Who knew if they spoke? Did they have powers of perception? Did they see their visitors? They showed no sign of it except when one man or another wanted a closer view and attempted to approach. As anyone crossed the invisible line, the Mossen vanished, floating upward in a spasm of light, the carpet of their dancing floor raised beneath them, veiling
them from below. Moss itself was a wonder, a marvel beyond comprehension. The Mossen who inhabited it remained a mystery, an enigma that baffled understanding.

The ESC island was just offshore of the meadow where the Mossen danced. The compound of PPI lay on the shore beside that meadow. The compound contained a number of individual houses-cum-workstations gathered around the commissary hall, where meals were prepared and meetings held. The outsides of the buildings had been mossened with green and yellow, red and gray within a day of their erection, though the insides, inexplicably, remained unfestooned.

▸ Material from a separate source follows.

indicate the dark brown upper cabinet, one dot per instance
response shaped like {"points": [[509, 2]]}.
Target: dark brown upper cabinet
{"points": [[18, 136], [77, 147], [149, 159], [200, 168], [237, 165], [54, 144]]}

The largest building served as a headquarters, and it was there that Duras Drom, the mission chief, sat at his console, sifting his records, searching for something, anything to help him out of his dilemma.

What he found only complicated it.

“When did this report from ESC come in, the one about the ships?”

His lieutenant gave him a thoughtful look as though from a distance of some miles. “What report?”

“Here,” said Drom, pointing. “Earther ships, old ones, up on the nearest plateau.”

The other man, Bar Lukha, rose and stumbled across the room and back, pausing briefly to look over Drom's shoulder. “Dunno. Haven't seen it. Sage must've entered it. There, let's see, what's today? Hmm. Looks like fourteen, fifteen days ago.”

“They found ships! And nobody mentioned it!”

“As you said, old ones,” said the other, dismissively. “Mossed all over. Nobody in them.”

“They're
Hargess
ships!”

“Really? Hmmm. I suppose the Hargess Hessings might want to know about it.”

“You suppose so, do you? Of course they'll want to know about it. Even families with enough money to send off whole fleets of ships on damned fool errands are interested in what happens to them!”

“Ah.” Bar Lukha shook his head as he passed his dreaming gaze across his fellow as though scanning shadows. “They've written them off, long since. They've been lost up on that escarpment too long to be of concern. It's no wonder nobody saw them until recently. You really want to open things up…”

Drom cursed, quietly, thoughtfully. Though the persons who had traveled in those ships or had owned those ships, or their heirs, might have a reasonable claim to the planet itself, the process of exploration and categorization, inconclusive though it was, had advanced so far that no one would welcome a suggestion to start over. Such a suggestion would infuriate the Derac. And others.

He had no intention of suggesting it. He would simply forward the report. Let the higher-ups suggest whatever they wanted to. His soul told him this world should be left to the creatures who occupied it, but he could find no hard evidence of intelligent life. He had only one concrete fact to use as a bar against this planet being opened up, visited, utilized, colonized, destroyed, but he did not wish to mention that one thing.